Personal information
- Full name: Robert Klein Dean
- Born: June 10, 1955 Milwaukee, Wisconsin, U.S.
- Died: April 19, 2023 (aged 67) Indianapolis, Indiana, U.S.

National team
- Years: Team
- 1976: United States

Profile
- Position: Defensive back

Personal information
- Listed height: 6 ft 2 in (1.88 m)
- Listed weight: 194 lb (88 kg)

Career information
- High school: Whitefish Bay (WI)
- College: Northwestern football (1974–1976) Northwestern basketball (1973–74)

= Robert Dean (handballer) =

American handball player (1955–2023)

Robert Klein Dean (June 10, 1955 – April 19, 2023) was an American handball player who competed in the 1976 Summer Olympics. He played college football at Northwestern.

==Basketball==
Dean played basketball at the Whitefish Bay High School. At the season 1973–74 he played 26 games for the Northwestern University.

==Football==
Dean played football for the Whitefish Bay High School. He played from the season 1974 until 1976 for the Northwestern University.

==Handball==
In 1976 he placed third at the USA Team Handball Nationals with the Northwest Suburban YMCA.

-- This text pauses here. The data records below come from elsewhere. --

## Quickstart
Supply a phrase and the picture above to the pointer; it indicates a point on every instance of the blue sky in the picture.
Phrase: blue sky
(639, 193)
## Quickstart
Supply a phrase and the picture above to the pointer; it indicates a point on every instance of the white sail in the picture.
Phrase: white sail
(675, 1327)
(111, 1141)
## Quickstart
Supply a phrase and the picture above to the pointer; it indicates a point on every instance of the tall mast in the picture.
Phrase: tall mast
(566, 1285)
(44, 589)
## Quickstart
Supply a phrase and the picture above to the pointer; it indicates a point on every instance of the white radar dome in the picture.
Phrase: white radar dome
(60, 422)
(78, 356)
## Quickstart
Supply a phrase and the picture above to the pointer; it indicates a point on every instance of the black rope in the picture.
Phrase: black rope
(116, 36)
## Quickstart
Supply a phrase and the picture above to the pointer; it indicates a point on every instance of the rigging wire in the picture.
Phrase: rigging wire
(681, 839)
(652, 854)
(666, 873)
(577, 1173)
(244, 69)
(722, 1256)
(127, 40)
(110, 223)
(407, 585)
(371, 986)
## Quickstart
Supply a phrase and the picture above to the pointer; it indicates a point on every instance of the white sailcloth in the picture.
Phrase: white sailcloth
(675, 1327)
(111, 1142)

In 1976, he and his brother were part of the American team which finished tenth in the Olympic tournament. He played all five matches and scored 11 goals.

==Personal life==
Robert Dean was the identical twin brother of Randy Dean. They played all three sports at all levels together except that Randy played football at a professional level.

Dean died in Indianapolis, Indiana, on April 19, 2023, at the age of 67.